Riwayat ini telah dinisbatkan kepada at-Thabrani dalam al-Mu’jamul Kabir dari
Sahabat Rafi’ bin Khadij, akan tetapi penisbatan ini keliru, yang benar adalah
diriwayatkan oleh imam al-Bukhari. Wallohu a’lam
Telah diriwayatkan dalam ash-Shahiihain, bahwasanya Rasulullah shollallohu
‘alayhi wa sallam berkata kepada ‘Umar bin al-Khaththab, ketika ‘Umar
memberikan pendapatnya untuk memberikan hukuman mati terhadap Hathib bin Abi
Balta’ah. Beliau bersabda:
إِنَّهُ قَدْ شَهِدَ بَدْرًا،
وَمَايُدْرِيْكَ لَعَلَّ اللهَ قَدِ اطَّلَعَ عَلى أَهْلِ بَدْرٍ فَقَالَ:
اعْمَلُوا مَا شِئْتُمْ فَقَدْ غَفَرْتُ لَكُمْ
“Sesungguhnya ia telah ikut menghadiri perang Badar, dan engkau
tidak tahu. Semoga Alloh
melihat dan mengetahui keadaan orang-orang yang ikut perang Badar, lalu berfirman:
‘Berbuatlah sesuka kalian, sebab Aku telah mengampuni dosa-dosa kalian.’”
Firman Alloh Ta’ala
selanjutnya: “Dan Alloh tidak menjadikannya (mengirim bala bantuan itu),
melainkan sebagai kabar gembira.” Artinya bahwa Alloh tidak menjadikan
pengiriman para Malaikat dan memberitahukannya kepada kalian melainkan sebagai
kabar gembira “Dan agar hatimu menjadi tenteram karenanya.” Sebab jika
bukan itu tujuannya, maka Alloh Ta’ala maha berkuasa untuk menenangkan
kalian atas mereka tanpa pengiriman malaikat. Oleh karenanya Alloh SWT
berfirman: “Dan kemenangan itu hanyalah dari sisi Alloh.” Hal ini
sebagaimana Firman-Nya dalam surat lain:
“Apabila kamu
bertemu dengan orang-orang kafir (di medan perang) maka pancunglah batang leher
mereka. Sehingga apabila kamu telah mengalahkan mereka maka tawanlah mereka dan
sesudah itu kamu boleh membebaskan mereka atau menerima tebusan sampai perang
berakhir. Demikianlah apabila Alloh menghendaki niscaya Alloh akan membinasakan
mereka tetapi Alloh hendak menguji sebahagian kamu dengan sebahagian yang lain.

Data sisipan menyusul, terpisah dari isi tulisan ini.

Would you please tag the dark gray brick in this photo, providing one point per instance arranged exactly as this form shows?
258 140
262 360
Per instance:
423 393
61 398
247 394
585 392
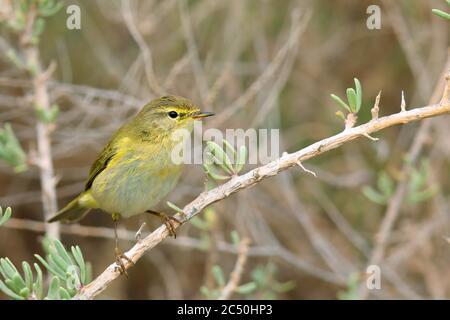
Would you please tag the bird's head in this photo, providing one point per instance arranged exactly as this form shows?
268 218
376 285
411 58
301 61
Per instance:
168 114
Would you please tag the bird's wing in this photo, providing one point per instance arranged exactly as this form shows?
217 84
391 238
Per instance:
101 163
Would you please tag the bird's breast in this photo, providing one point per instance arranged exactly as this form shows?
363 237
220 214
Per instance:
135 182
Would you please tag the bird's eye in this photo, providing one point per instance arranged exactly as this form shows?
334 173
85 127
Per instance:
173 114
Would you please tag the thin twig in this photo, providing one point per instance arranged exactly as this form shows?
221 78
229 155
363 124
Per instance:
41 100
235 276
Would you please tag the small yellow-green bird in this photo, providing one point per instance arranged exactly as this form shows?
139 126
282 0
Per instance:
135 170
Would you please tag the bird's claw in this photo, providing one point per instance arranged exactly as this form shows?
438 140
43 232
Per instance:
168 222
120 266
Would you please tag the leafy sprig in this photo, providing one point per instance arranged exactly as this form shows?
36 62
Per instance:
219 165
354 99
10 149
68 268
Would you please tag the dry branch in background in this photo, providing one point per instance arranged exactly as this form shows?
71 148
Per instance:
235 276
43 130
254 176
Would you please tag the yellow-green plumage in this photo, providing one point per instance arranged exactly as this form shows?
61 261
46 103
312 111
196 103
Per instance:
135 170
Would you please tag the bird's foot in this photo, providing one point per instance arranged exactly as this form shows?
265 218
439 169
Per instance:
120 266
168 221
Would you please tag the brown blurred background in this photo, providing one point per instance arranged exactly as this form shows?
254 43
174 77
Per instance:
280 60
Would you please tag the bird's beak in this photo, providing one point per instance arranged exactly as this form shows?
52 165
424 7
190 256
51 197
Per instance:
201 114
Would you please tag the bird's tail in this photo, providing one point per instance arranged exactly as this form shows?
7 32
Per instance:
73 211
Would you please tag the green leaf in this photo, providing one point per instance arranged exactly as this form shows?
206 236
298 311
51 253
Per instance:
10 150
247 288
63 294
441 14
218 275
221 156
340 114
55 271
76 252
25 292
241 158
9 292
4 216
28 275
209 169
340 102
358 89
175 207
8 268
351 97
53 289
38 286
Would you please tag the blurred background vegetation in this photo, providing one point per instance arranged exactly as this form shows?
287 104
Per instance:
273 64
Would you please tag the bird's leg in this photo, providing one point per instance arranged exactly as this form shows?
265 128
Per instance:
167 220
118 252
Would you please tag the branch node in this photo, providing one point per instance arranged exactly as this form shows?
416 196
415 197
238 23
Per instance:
446 93
299 163
365 134
138 235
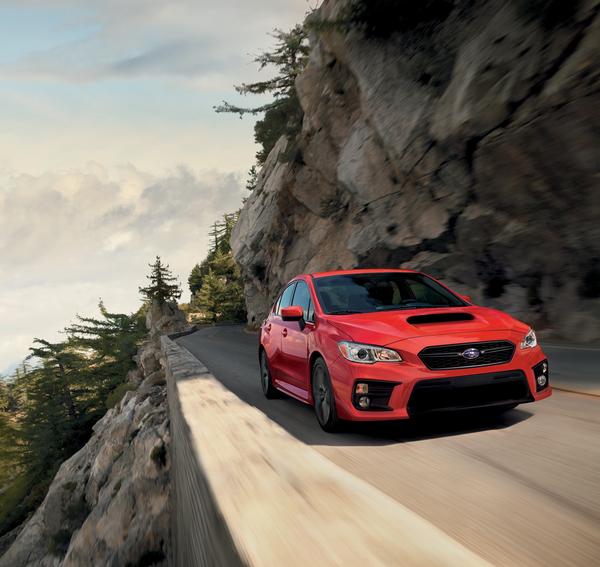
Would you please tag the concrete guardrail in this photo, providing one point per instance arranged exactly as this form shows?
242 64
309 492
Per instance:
248 493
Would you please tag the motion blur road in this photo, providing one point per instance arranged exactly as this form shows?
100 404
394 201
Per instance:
521 489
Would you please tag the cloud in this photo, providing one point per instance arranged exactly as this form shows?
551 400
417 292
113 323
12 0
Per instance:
70 238
154 38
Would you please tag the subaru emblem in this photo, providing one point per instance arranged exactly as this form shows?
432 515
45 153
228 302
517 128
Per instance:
471 353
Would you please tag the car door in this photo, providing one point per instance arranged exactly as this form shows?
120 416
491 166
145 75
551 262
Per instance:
294 342
274 330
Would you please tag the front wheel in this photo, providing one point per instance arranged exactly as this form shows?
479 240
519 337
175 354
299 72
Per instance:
324 400
266 382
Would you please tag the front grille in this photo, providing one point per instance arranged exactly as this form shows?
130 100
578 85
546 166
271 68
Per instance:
464 392
448 357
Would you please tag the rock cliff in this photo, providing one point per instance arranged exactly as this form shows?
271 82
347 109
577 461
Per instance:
109 503
465 146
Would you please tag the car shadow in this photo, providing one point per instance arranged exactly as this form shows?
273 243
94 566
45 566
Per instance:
299 420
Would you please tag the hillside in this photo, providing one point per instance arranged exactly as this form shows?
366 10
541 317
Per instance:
461 141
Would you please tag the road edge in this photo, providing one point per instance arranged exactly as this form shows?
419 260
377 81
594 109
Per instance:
248 493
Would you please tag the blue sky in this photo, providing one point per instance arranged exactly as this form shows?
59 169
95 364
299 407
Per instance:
110 151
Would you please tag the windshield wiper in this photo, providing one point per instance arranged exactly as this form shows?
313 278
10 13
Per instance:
343 312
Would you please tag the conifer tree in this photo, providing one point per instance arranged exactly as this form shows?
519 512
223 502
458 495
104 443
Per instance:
211 296
195 279
282 116
163 285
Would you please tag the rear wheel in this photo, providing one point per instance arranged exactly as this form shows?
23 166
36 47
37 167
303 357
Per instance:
266 383
324 400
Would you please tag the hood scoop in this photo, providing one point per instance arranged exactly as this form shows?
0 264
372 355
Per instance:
439 318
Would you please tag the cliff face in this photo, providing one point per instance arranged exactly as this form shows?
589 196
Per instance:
467 148
109 503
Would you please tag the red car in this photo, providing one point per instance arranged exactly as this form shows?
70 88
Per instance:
367 345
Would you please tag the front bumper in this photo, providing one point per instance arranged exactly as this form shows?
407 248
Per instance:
418 390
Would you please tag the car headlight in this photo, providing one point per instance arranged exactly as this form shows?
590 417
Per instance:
367 354
530 340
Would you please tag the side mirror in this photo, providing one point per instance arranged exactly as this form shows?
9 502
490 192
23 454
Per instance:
292 313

Dan orang-orang yang syahid pada jalan Alloh, Alloh tidak akan menyia-nyiakan
amal mereka.Alloh akan memberi pimpinan kepada mereka dan memperbaiki keadaan
mereka,dan memasukkan mereka ke dalam jannah yang telah diperkenankan-Nya
kepada mereka.” (QS. Muhammad: 4-6)
Dan seperti
firman-Nya yang lain:
“Dan masa (kejayaan dan kehancuran) itu, Kami pergilirkan di
antara manusia (agar mereka mendapat pelajaran); dan supaya Alloh membedakan
orang-orang yang beriman (dengan orang-orang kafir) dan supaya sebagian kamu
dijadikan-Nya (gugur sebagai) syuhada. Dan Alloh tidak menyukai orang-orang
yang zalim,dan agar Alloh membersihkan orang-orang yang beriman (dari dosa
mereka) dan membinasakan orang-orang yang kafir.” (QS. Ali Imron, 3: 140-141)

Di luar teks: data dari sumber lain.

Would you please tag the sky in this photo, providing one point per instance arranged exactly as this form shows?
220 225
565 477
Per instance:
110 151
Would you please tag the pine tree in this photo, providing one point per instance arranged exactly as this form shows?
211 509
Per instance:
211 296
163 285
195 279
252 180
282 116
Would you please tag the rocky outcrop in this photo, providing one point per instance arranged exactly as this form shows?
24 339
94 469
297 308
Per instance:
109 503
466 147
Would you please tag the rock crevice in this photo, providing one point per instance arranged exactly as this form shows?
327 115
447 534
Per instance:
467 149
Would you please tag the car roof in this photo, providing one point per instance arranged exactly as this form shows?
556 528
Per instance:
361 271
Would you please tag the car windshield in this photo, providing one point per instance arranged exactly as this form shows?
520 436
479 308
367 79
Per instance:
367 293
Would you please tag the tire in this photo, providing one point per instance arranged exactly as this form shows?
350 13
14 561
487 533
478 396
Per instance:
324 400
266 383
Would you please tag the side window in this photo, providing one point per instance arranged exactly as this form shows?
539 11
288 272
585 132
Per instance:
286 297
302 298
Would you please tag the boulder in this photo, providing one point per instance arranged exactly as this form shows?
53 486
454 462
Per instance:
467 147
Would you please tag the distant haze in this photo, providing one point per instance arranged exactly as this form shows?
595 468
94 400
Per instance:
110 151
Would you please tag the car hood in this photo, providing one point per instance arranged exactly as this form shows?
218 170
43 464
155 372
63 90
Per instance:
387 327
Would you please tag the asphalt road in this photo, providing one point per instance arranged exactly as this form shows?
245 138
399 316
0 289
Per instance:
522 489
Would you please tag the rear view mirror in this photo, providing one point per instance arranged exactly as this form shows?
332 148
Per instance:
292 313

Inilah hikmah-hikmah di mana Alloh
Ta’ala mensyari’atkan jihad melawan orang-orang kafir melalui tangan
orang-orang yang beriman kepada Alloh. Berbeda dengan umat-umat terdahulu, Alloh
Ta’ala meng’adzab umat-umat terdahulu yang mendustakan para Nabi dengan
cara diturunkan bencana yang menyeluruh terhadap mereka, seperti adzab yang
menimpa kaum nabi Nuh ‘alayihissalam dengan banjir besar, ‘adzab kaum
‘Aad alayihissalam yang pertama dengan ad-Dabuur(angin barat yang
membawa kehancuran), kaum Tsamud alayihissalam dengan satu kali teriakan
suara, kaum Nabi Luth alayihissalam dengan cara ditenggelamkan kedalam
bumi, apa yang ada di atas dibalikan kebawah serta dihujani dengan batu dari
tanah yang terbakar (As-sijjiil), dan kaum Nabi Syu’aib alayihissalam
ditimpa ‘adzab pada hari mereka dinaungi awan.
Tatkala Alloh Ta’ala
mengutus Nabi Musa alayihissalam dan Alloh menenggelamkan musuhnya,
yaitu Fir’aun dan para pengikutnya ke dalam lautan, lalu Alloh menurunkan
kepada Musa Kitab Taurat, maka Alloh mensyari’atkan perang (jihad di masanya)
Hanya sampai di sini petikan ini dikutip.